We could smell her making it when we came into the house in the late afternoon after playing with the kids in the neighborhood. She didn’t make it all the time, but often enough for the stench to feel familiar. As I remember, it was sliced zucchini and onions and cheese–which should have been fine–but it was The Dish We Hated More Than Any Other. Period.
I wish I could point to the day that my relationship to the green summer squash changed. It was not while I lived in my parents’ house, I know that. It was some time in college, I think–a time when it was served in some other form that The Casserole of Death. It was not a momentous shift, but it was a shift nonetheless. I learned to not only eat zucchini but love it. Just not in that casserole.
(I would add here that at some point in all of this, my mother quit making that dish.)
In the years since I have become a gardener, I have learned that summer time means being creative with zucchini since it is ubiquitous. I’ve got recipes for zucchini fritters, zucchini bread, zucchini noodles, as I am sure many of you do as well. The joke around here is you don’t leave your car unlocked in the summer because people will fill it up with the surplus squash from their gardens.
As I began to think about what I was going to make for dinner tonight, I started with what to do with the eight zucchini sitting on the kitchen counter. I have already sautéed some this week and diced up some others; I wanted them to be more than a side dish.
So I made zucchini boats as a way to offer a different culinary voyage. They aren’t fancy but they are simple, they look good, and they taste great, too.
I wish my mother had had this recipe. Growing up would have been easier for both of us.

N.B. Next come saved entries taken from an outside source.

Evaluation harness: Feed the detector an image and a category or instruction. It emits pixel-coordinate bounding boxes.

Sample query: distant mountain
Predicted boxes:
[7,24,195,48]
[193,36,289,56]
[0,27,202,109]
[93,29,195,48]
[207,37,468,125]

4 zucchini squash, halved longwise
1 lb ground turkey (ground beef or pork would also work)
2 cloves garlic, minced
(you could also add diced shallots or onions; I don’t because of Ginger’s allergy.)
salt and pepper
1/2 cup cheddar cheese, grated
Preheat the oven to 400°.
Using a melon baller or a small spoon (the melon baller is easier), scoop out the center of the zucchini, leaving the sides intact. Save the squash you scoop out in a bowl.
Brush the inside of the zucchini with olive oil and place them on a baking sheet scooped side up. Roast in the oven for 20 minutes, until they are soft.
While the squash is cooking, combine the turkey, scooped out squash, garlic, and onions (if you are using them) in a bowl. Heat a skillet to medium heat and add a little olive oil and then cook the mixture until the meat is done and the squash is soft–about eight minutes. Set it aside to cool.
Take the zucchini out of the oven and then fill the boats with the turkey mixture. You may have some of the mixture left over, depending on how much you put in the boats or how big your squash are. Divide the cheese evenly over the tops of the eight boats. Return to the oven and cook until cheese is melted.
Remove from the oven and serve.
Like I said–not fancy, but really good.